Westwood College, a career college company based in Denver with 17 campuses, says in a release it will "implement a compensation policy more restrictive than the current regulations permit by converting its admissions representatives’ compensation to fixed salary effective August 21, 2010, thereby eliminating enrollment targets as a component of compensation."
In other words, Westwood recruiters henceforth will not be rewarded for bringing more students in the doors.
The GAO report surveyed a sampling of 15 for-profit institutions and found evidence of deceptive or aggressive marketing techniques at every one. The targeted institutions included Westwood as well as Corinthian Colleges, the University of Phoenix, Education Management Corp. and Kaplan Higher Education, some of the industry’s biggest players.

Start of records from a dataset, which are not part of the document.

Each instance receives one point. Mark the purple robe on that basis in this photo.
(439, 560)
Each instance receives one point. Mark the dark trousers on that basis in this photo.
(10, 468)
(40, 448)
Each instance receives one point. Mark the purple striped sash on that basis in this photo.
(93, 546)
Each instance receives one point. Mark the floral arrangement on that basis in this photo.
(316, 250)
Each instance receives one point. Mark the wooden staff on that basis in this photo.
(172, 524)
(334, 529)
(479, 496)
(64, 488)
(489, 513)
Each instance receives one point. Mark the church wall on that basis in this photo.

Kaplan is owned by the Washington Post Co.
The Obama administration has proposed more than a dozen rule changes intended to tighten oversight of for-profit colleges. One of the most contentious changes would make it much harder for the colleges to pay recruiters according to how many "sales" they turn.
In 1992, Congress prohibited colleges from compensating recruiters based solely on how many students they brought in. But a series of "safe harbor" caveats, added in subsequent years, allowed the practice to continue. The proposed rule change would restore the original 1992 law.

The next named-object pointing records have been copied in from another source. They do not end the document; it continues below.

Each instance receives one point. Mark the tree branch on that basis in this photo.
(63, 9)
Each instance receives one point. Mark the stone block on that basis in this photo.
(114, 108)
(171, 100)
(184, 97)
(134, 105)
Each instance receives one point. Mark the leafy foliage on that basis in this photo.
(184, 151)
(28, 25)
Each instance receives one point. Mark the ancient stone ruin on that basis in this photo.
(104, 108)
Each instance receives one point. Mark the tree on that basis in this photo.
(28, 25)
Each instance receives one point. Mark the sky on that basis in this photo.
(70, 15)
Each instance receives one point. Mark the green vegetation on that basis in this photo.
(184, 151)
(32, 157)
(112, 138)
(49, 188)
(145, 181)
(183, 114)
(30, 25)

"It creates such an aggressive marketing atmosphere that a person will do almost anything to get a student into the program," said Chris Lindstrom, higher education program director at the U.S. Public Interest Research Group, a group that supports the proposed regulations, speaking for a previous post.
Westwood doesn’t say in its release how it compensates recruiters now. Presumably, some of their pay is based on the bodies they bring in.
The other big for-profit companies named in the report announced housecleaning efforts of their own: internal investigations, and (at least in the case of Kaplan) suspension of operations at the campuses cited in the report.
Westwood, though, appears to have responded with the most sweeping changes:
The college "will implement independent third-party verification programs" that have students confirm they have received and understood admissions information before the first day of class, according to the Westwood release.
Westwood also will expand its own "mystery shopper" program, mirroring the undercover approach of the GAO, to ensure recruiters are "being clear and accurate with students and the College is compliant with all state and federal regulations."
The college is raising admission requirements, including test scores, to "better assess academic preparedness and serve a larger percentage of students that are likely to succeed and graduate."
Finally, the college will roll out a new "admission presentation" after a year of effort, designed to help students determine whether Westwood is "the right fit." It reportedly includes complete and comprehensive information on tuition costs, average starting salaries and the student’s obligation to repay student loans.